Consciente de ello, Rafael se aparta de su dueña, yendo a parar a un balneario donde el resto de los residentes, al sentirle diferente, le desprecian. Tanto es así que uno de ellos lo desafía a un duelo para obligarle que se marche. Lejos de hacerle caso, Valentín acepta el reto. Pese a que llega al lugar elegido para el combate muy enfermo, nuestro hombre advierte a su adversario de su capacidad de hacer realidad todos los deseos. No obstante, su enemigo decide iniciar el combate en el que, efectivamente, gracias a los poderes del marques dejará la vida.
En un último intento de salvar sus días, el marqués de Valentín buscará la paz del campo. Mas su comunión final con la naturaleza también será inútil. De nuevo en París, con la piel mermada hasta no ser más grande que una hoja, con el objeto de dar con algo capaz de estirarla consultará a las eminencias de la medicina como ya había hecho con las de la ciencia. En ninguno de lo casos habrá resultados.
Reunida otra vez con él, sabiendo que al desearla pierde la vida, Paulina se suicidará. De esta manera, los dos amantes quedarán unidos en la muerte. Romántico final para ese gran realista que Balzac quien aquí, al igual que en el resto de su producción fantástica, dejó entrever su interés por el mesmerismo.
Casi quince años después de estas primeras lecturas, La Comedia Humana sigue siendo mi gran pasión bibliófila. Atesoro una veintena de sus títulos entre los que cuentan algunas de las legendarias traducciones de Cansinos Assens: Un primer paso en la vida, Alberto Savarus, La vendetta, Una doble familia, La paz del hogar... Siempre que doy con alguna de sus entregas, la compro. Mi última adquisición, Honorina, ya está en uno de los modernos formatos digitales.
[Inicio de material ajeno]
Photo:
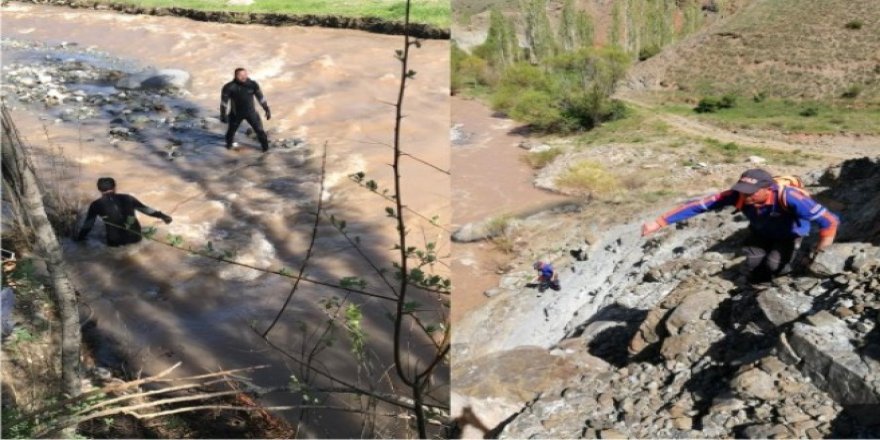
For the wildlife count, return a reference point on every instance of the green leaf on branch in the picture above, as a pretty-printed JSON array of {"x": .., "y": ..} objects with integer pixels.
[{"x": 353, "y": 283}]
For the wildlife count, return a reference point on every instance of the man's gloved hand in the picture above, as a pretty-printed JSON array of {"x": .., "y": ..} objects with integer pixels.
[{"x": 650, "y": 228}]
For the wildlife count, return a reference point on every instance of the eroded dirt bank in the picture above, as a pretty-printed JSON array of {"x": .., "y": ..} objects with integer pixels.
[{"x": 160, "y": 306}]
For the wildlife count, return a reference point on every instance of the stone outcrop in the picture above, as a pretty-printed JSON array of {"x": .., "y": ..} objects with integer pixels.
[{"x": 693, "y": 350}]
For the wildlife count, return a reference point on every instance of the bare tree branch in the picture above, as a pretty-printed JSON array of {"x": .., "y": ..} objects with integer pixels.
[{"x": 302, "y": 267}]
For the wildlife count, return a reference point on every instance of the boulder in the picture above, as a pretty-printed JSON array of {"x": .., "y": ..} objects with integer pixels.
[
  {"x": 781, "y": 308},
  {"x": 755, "y": 383},
  {"x": 692, "y": 309}
]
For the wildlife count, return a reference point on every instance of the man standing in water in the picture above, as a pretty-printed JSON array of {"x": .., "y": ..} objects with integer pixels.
[
  {"x": 241, "y": 91},
  {"x": 117, "y": 212}
]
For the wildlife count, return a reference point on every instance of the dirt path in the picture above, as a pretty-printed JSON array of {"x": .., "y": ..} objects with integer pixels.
[
  {"x": 159, "y": 306},
  {"x": 844, "y": 147}
]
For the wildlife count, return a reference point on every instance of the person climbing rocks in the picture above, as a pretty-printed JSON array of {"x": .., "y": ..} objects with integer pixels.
[
  {"x": 779, "y": 212},
  {"x": 238, "y": 97},
  {"x": 546, "y": 277},
  {"x": 117, "y": 213}
]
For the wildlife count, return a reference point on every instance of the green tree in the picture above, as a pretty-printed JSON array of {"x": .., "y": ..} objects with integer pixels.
[
  {"x": 501, "y": 47},
  {"x": 540, "y": 38},
  {"x": 575, "y": 27}
]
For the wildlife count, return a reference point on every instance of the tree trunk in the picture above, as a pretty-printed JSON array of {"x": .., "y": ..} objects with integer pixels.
[{"x": 22, "y": 188}]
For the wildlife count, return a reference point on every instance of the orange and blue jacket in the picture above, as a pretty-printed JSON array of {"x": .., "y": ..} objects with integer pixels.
[{"x": 787, "y": 213}]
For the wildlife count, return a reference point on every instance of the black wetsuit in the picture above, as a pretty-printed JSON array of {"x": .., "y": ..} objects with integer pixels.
[
  {"x": 117, "y": 212},
  {"x": 242, "y": 108}
]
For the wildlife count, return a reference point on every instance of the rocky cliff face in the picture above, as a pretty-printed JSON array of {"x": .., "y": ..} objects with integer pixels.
[{"x": 662, "y": 338}]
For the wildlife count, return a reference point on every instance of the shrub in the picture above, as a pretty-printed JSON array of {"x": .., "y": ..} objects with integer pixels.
[
  {"x": 540, "y": 159},
  {"x": 852, "y": 91},
  {"x": 854, "y": 24},
  {"x": 648, "y": 52},
  {"x": 569, "y": 92},
  {"x": 708, "y": 104},
  {"x": 588, "y": 176},
  {"x": 727, "y": 101},
  {"x": 809, "y": 112}
]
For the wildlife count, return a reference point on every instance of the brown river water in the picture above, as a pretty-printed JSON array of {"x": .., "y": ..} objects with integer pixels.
[
  {"x": 491, "y": 179},
  {"x": 158, "y": 306}
]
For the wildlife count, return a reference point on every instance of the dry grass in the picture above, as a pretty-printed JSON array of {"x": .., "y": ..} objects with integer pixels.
[
  {"x": 540, "y": 159},
  {"x": 588, "y": 177},
  {"x": 798, "y": 49}
]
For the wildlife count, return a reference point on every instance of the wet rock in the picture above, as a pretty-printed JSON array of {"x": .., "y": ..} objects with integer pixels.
[
  {"x": 155, "y": 80},
  {"x": 691, "y": 309},
  {"x": 831, "y": 361},
  {"x": 120, "y": 133},
  {"x": 755, "y": 383},
  {"x": 611, "y": 434},
  {"x": 7, "y": 302},
  {"x": 474, "y": 416},
  {"x": 683, "y": 423},
  {"x": 495, "y": 291},
  {"x": 833, "y": 260},
  {"x": 781, "y": 308}
]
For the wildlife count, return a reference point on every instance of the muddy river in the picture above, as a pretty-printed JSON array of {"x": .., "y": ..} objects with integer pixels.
[
  {"x": 491, "y": 179},
  {"x": 158, "y": 305}
]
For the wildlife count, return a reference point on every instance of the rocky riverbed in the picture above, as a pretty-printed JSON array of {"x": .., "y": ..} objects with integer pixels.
[{"x": 663, "y": 338}]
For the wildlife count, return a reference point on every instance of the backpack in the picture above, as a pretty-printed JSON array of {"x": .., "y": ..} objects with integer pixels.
[{"x": 781, "y": 181}]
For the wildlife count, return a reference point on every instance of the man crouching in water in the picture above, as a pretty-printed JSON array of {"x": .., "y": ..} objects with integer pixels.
[{"x": 117, "y": 213}]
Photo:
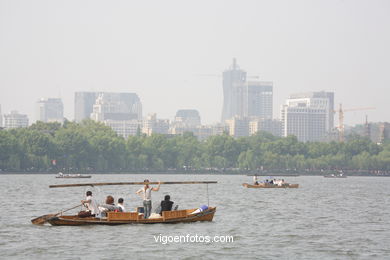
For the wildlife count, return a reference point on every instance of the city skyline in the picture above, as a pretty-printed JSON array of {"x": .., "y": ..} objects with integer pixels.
[{"x": 46, "y": 53}]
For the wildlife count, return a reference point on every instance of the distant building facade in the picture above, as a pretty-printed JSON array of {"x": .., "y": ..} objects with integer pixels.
[
  {"x": 1, "y": 118},
  {"x": 244, "y": 98},
  {"x": 187, "y": 118},
  {"x": 272, "y": 126},
  {"x": 232, "y": 81},
  {"x": 102, "y": 106},
  {"x": 238, "y": 126},
  {"x": 50, "y": 110},
  {"x": 319, "y": 100},
  {"x": 15, "y": 120},
  {"x": 307, "y": 123},
  {"x": 152, "y": 125},
  {"x": 125, "y": 128}
]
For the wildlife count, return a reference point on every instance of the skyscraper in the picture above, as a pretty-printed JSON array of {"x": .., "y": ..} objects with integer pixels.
[
  {"x": 187, "y": 118},
  {"x": 232, "y": 81},
  {"x": 245, "y": 98},
  {"x": 259, "y": 99},
  {"x": 1, "y": 118},
  {"x": 309, "y": 116},
  {"x": 50, "y": 110},
  {"x": 321, "y": 99},
  {"x": 15, "y": 120},
  {"x": 107, "y": 105},
  {"x": 83, "y": 105}
]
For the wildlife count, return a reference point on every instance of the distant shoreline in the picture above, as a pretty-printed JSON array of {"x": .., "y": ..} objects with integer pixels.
[{"x": 360, "y": 174}]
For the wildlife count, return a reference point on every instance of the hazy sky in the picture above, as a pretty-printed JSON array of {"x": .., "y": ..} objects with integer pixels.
[{"x": 162, "y": 50}]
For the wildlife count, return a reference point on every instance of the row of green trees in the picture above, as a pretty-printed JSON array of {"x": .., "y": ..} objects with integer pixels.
[{"x": 92, "y": 146}]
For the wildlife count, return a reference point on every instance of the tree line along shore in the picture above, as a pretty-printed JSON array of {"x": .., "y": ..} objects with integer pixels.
[{"x": 93, "y": 147}]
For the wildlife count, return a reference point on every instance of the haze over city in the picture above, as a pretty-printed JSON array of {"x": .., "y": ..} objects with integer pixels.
[{"x": 172, "y": 53}]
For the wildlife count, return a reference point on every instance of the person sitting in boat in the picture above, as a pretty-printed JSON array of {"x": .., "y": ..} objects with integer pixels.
[
  {"x": 166, "y": 204},
  {"x": 120, "y": 206},
  {"x": 146, "y": 192},
  {"x": 109, "y": 206},
  {"x": 91, "y": 205}
]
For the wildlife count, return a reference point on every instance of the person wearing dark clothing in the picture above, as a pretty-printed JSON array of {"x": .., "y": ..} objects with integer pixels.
[{"x": 166, "y": 204}]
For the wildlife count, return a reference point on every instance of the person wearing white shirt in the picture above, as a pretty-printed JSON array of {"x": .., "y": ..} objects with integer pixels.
[
  {"x": 120, "y": 204},
  {"x": 91, "y": 205},
  {"x": 146, "y": 194}
]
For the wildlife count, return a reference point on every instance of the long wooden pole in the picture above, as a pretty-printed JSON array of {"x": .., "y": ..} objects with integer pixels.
[{"x": 129, "y": 183}]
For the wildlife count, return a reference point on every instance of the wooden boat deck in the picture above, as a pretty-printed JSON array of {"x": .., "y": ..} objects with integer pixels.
[
  {"x": 120, "y": 218},
  {"x": 270, "y": 186}
]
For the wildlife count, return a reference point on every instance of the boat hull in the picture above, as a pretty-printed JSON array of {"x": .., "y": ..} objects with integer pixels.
[
  {"x": 73, "y": 177},
  {"x": 327, "y": 176},
  {"x": 270, "y": 186},
  {"x": 206, "y": 215}
]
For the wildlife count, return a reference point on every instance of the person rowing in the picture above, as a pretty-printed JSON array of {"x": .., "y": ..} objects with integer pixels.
[
  {"x": 146, "y": 195},
  {"x": 91, "y": 205}
]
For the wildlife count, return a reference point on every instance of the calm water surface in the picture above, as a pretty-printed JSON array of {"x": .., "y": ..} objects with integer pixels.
[{"x": 325, "y": 218}]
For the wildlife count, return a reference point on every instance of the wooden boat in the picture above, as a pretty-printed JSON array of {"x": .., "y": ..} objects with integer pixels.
[
  {"x": 121, "y": 218},
  {"x": 68, "y": 176},
  {"x": 335, "y": 176},
  {"x": 268, "y": 185}
]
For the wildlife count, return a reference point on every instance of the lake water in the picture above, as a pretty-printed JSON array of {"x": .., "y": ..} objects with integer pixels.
[{"x": 322, "y": 219}]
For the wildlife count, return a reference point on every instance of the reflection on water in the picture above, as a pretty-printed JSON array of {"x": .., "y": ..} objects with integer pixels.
[{"x": 324, "y": 218}]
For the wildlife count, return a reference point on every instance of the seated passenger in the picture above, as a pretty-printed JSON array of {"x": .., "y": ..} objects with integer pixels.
[
  {"x": 120, "y": 206},
  {"x": 109, "y": 206},
  {"x": 166, "y": 204}
]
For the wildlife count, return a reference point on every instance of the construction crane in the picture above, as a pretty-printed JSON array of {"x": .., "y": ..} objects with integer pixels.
[{"x": 341, "y": 112}]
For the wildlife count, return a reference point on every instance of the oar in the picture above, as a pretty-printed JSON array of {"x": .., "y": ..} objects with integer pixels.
[
  {"x": 42, "y": 219},
  {"x": 129, "y": 183}
]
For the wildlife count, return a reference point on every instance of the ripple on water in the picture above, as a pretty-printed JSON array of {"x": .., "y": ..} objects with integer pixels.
[{"x": 324, "y": 218}]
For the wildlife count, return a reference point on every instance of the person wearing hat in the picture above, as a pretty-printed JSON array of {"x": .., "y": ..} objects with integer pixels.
[{"x": 146, "y": 195}]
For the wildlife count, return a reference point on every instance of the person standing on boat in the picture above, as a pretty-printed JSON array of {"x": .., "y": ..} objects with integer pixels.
[
  {"x": 91, "y": 205},
  {"x": 147, "y": 197},
  {"x": 120, "y": 205}
]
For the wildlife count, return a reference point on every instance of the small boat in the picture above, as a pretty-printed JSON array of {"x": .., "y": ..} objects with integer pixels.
[
  {"x": 268, "y": 185},
  {"x": 335, "y": 176},
  {"x": 67, "y": 176},
  {"x": 121, "y": 218}
]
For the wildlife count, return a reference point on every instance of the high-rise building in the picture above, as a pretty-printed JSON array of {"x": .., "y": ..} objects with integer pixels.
[
  {"x": 152, "y": 125},
  {"x": 238, "y": 126},
  {"x": 83, "y": 105},
  {"x": 1, "y": 118},
  {"x": 320, "y": 100},
  {"x": 233, "y": 78},
  {"x": 187, "y": 118},
  {"x": 245, "y": 98},
  {"x": 307, "y": 123},
  {"x": 116, "y": 106},
  {"x": 259, "y": 95},
  {"x": 50, "y": 110},
  {"x": 107, "y": 105},
  {"x": 272, "y": 126},
  {"x": 125, "y": 128},
  {"x": 15, "y": 120}
]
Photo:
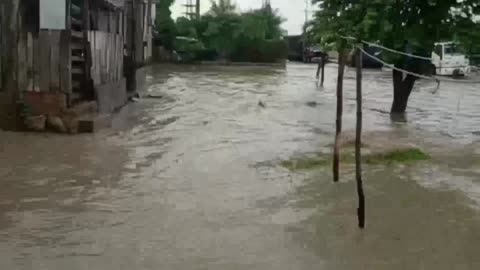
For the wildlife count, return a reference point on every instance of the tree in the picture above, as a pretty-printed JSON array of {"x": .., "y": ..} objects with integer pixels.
[
  {"x": 410, "y": 26},
  {"x": 10, "y": 25}
]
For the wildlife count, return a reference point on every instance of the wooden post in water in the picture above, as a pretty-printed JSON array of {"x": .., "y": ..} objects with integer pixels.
[
  {"x": 321, "y": 66},
  {"x": 358, "y": 142},
  {"x": 336, "y": 150},
  {"x": 324, "y": 59}
]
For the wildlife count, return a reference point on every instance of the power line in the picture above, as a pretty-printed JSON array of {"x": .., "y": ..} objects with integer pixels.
[{"x": 432, "y": 78}]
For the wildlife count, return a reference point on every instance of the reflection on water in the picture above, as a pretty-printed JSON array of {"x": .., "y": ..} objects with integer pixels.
[{"x": 191, "y": 181}]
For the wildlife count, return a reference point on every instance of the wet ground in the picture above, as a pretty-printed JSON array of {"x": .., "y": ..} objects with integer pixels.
[{"x": 190, "y": 180}]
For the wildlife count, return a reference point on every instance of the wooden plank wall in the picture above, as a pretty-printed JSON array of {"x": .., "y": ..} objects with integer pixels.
[
  {"x": 107, "y": 57},
  {"x": 46, "y": 62}
]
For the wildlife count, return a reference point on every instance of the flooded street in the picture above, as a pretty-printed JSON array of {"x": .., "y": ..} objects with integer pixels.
[{"x": 188, "y": 177}]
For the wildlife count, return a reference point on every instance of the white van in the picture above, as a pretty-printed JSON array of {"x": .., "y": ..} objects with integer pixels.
[{"x": 449, "y": 60}]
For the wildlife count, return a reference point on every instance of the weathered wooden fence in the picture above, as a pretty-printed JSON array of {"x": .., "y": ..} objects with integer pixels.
[
  {"x": 44, "y": 62},
  {"x": 107, "y": 57}
]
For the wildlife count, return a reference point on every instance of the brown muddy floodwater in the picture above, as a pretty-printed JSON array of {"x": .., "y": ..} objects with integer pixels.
[{"x": 191, "y": 180}]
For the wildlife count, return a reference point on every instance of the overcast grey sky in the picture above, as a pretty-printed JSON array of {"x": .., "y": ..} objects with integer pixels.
[{"x": 292, "y": 10}]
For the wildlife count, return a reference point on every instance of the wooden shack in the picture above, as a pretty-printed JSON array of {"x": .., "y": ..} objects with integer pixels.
[{"x": 67, "y": 52}]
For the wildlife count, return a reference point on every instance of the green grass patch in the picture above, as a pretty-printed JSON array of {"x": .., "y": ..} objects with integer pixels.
[
  {"x": 321, "y": 160},
  {"x": 399, "y": 155},
  {"x": 306, "y": 163}
]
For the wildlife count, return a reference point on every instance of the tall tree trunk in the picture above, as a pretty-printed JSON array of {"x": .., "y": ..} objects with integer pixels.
[
  {"x": 336, "y": 150},
  {"x": 402, "y": 88}
]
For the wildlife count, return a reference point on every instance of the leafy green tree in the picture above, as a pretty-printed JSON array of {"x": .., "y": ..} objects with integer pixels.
[{"x": 410, "y": 26}]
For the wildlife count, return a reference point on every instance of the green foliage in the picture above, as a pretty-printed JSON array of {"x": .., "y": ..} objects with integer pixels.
[
  {"x": 405, "y": 25},
  {"x": 254, "y": 36}
]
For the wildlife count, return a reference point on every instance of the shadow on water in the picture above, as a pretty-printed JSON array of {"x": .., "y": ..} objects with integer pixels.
[
  {"x": 190, "y": 179},
  {"x": 407, "y": 224}
]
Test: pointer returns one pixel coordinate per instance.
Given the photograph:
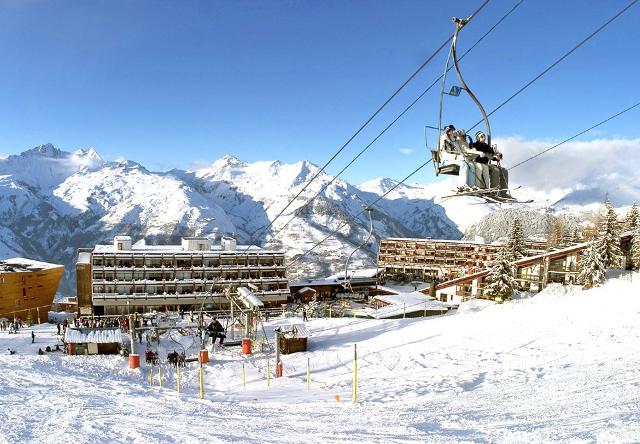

"Antes que Zola, Balzac describió a una sociedad obsesionada por el dinero y, antes que Freud, desmontó el mecanismo de las pasiones" se afirma en el prólogo, por desgracia anónimo, de la edición de El coronel Chabert que atesoro ahora. Me descubro ante el acierto de la afirmación. Pese a los 163 años transcurridos desde su muerte, el mundo descrito por Balzac -con menos marqueses y condesas, bien es cierto- no difiere en nada del nuestro. Y ese "plan que abarca al mismo tiempo la crítica y la historia de la sociedad, el análisis de sus males y la discusión de sus principios" al que, a decir del propio escritor, obedecía su monumental obra, es el mayor alimento literario a mi misantropía.
Publicado el 9 de abril de 2013 a las 18:00.